Often associated with rural France, several native truffle species can be found in the American Pacific Northwest, including the Oregon Winter White Truffle, the Oregon Spring White Truffle, the Oregon Black Truffle and the Oregon Brown Truffle. While these truffles tend to grow well in young Douglas fir forests situated atop pasture ground, the European truffle varieties can thrive under any number of host trees and in a variety of different soils and environmental habitats.
People are also reading…
“European truffles can be grown in truffle orchards in North America by inoculating the roots of trees,” Dr. Lefevre adds. “We have more than a dozen productive orchards in Oregon, Washington and British Columbia growing European winter black truffles, bianchetto truffles and Burgundy truffles.”
Traditionally harvested by foragers with the assistance of highly skilled hunting dogs that have been trained to sniff out the distinctive scent at its peak of ripeness, Oregon truffles are in season between January and June with their European counterparts usually appearing a month or so earlier. Fortunately, thanks to current widespread cultivation in the Southern Hemisphere and other locations, it’s possible to source fresh truffles all year long if you know where to look for them and when.
“Rarity, seasonality and the delicate handling required to transport them from soil to plate all account for their high prices,” Dr. Lefevre points out. “The prestige lies in the quality of dog-harvested truffles. Only dogs can sniff out the ripest truffles, which are then carefully and quickly handled for delivery, dropped off at local restaurants or shipped further afield.”
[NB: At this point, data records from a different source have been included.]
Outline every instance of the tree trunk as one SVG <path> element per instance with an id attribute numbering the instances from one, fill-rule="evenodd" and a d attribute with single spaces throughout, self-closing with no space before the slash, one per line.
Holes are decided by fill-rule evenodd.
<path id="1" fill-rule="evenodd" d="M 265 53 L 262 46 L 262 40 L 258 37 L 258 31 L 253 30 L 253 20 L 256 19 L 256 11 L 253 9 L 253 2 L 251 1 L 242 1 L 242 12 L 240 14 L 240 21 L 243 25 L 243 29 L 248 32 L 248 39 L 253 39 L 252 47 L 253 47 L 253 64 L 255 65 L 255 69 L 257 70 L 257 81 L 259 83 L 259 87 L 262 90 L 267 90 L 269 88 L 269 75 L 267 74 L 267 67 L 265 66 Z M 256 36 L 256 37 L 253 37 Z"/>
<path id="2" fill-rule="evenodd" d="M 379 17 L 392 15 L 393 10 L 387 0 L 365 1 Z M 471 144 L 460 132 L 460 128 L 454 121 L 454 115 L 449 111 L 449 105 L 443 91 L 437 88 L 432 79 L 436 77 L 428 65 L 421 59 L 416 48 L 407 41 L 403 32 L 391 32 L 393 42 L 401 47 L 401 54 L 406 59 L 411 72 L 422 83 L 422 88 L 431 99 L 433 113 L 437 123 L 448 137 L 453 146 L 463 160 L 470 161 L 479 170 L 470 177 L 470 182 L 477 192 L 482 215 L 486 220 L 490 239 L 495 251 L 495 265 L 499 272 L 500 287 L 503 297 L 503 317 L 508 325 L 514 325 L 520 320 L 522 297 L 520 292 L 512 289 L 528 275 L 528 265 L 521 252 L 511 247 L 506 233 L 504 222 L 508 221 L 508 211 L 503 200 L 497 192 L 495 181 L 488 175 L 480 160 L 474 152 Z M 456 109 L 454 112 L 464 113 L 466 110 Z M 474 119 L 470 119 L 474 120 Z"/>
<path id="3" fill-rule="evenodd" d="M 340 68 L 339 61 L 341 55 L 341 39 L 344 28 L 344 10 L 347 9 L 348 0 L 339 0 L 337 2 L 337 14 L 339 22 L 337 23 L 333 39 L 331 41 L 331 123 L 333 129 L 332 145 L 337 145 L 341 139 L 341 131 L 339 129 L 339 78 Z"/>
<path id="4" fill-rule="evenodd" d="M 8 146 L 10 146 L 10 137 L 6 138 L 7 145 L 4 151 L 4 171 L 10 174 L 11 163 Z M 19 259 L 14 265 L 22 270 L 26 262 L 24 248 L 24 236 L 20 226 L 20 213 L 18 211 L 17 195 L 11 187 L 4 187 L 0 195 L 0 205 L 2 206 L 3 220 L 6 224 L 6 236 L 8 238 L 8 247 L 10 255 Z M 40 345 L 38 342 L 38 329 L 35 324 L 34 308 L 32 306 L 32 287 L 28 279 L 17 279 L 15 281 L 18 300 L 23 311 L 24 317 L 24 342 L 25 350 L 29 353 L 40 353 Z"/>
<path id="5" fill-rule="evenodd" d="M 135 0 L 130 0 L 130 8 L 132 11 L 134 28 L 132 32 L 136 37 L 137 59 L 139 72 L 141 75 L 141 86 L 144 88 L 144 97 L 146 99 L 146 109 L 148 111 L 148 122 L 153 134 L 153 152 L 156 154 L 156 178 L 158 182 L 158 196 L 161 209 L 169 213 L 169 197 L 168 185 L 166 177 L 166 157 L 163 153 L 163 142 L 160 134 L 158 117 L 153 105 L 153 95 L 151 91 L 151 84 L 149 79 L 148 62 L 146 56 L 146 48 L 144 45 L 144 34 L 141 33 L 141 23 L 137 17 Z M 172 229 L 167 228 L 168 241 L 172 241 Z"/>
Fresh truffles are in high demand when available. Wholesale prices for sought-after European winter black truffles can fluctuate anywhere from $600 up to a staggering $1,100 per pound, while the Oregon black and white truffles typically sell for anywhere between $400 to $800 a pound.
Just what makes truffles so delicious is a matter of opinion.
“It's very hard to describe the flavor of truffles, and each is different from the others,” Dr. Lefevre mentions. “In the case of Oregon white truffles, I like to say that they add ‘electricity’ to food. Oregon black truffles often add fruit flavors, where other truffles add garlic and animal musk.”
To store truffles, refrigerate them in a sealed plastic container lined with a paper towel to preserve their precious aroma and expose them to fresh air a few times each day. Also, plan to use them quickly. The shelf life of a fresh Oregon truffle is only 10 days or so; European truffle varieties last slightly longer, but keep in mind, they spend part of that time in transit. Because the appeal of the truffle lies heavily in its intoxicating earthy aroma, it plays beautifully with rich foods that can readily absorb and highlight the scent and flavor, especially butter, eggs, cheese, pasta and avocado.
“At the Oregon Truffle Festival, you can have the experience of [enjoying] truffles in every course of every meal, from amuse to dessert, starting first thing with the cream in your coffee!” Dr. Lefevre laughs.